Black Panther
Marvel’s box office smash Black Panther represents a landmark moment for black culture. With a majority of black talent both in front of and behind the camera, it celebrates traditional African culture and aesthetic beauty alongside African-American politics in a lush imaginary landscape typical of the Marvel franchise.
The Greatest Showman
Focusing on the tale of P.T Barnum’s social mobility from a member of the lower class to the social elite, The Greatest Showman celebrates the viability of the American Dream with panache along with a celebration of society’s outcasts. At a time where the vulnerable in our society are being sidelined, the essential message of the film has offered hope and escapism to millions of its fans.
BlacKkKlansman
With his political opus, visionary filmmaker Spike Lee has created a film that not only confronts the ugliness of the KKK in Colorado in the Seventies head-on, it also skillfully condemns and connected it with the violence in Charlottesville, Virginia in 2017 and the cruel racism of the Trump regime.
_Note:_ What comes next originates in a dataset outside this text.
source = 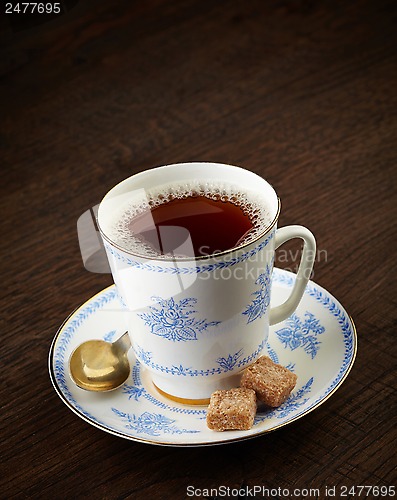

BlacKkKlansman (Blumhouse Productions)
Love, Simon
The first film by a major Hollywood studio to focus on a gay teenage romance, Love, Simon’s tale of a closeted gay high school boy from the suburbs, had critics praising its “big heart, diverse and talented cast, and revolutionary normalcy”.
The Hate U Give
This adaptation of Angie Thomas’s YA bestseller directed by George Tillman Jr. about the murder of an unarmed black schoolboy by a white police officer treads the terrain of racist America with clear-headed reasoning, while creating an engaging tale that captures the highs and lows of high school.
Crazy Rich Asians
The first film by a major Hollywood studio to feature a majority Asian American cast in a modern setting since The Joy Luck Club in 1993, Crazy Rich Asians grossed over £185 million worldwide, making it the highest-grossing romantic comedy in a decade.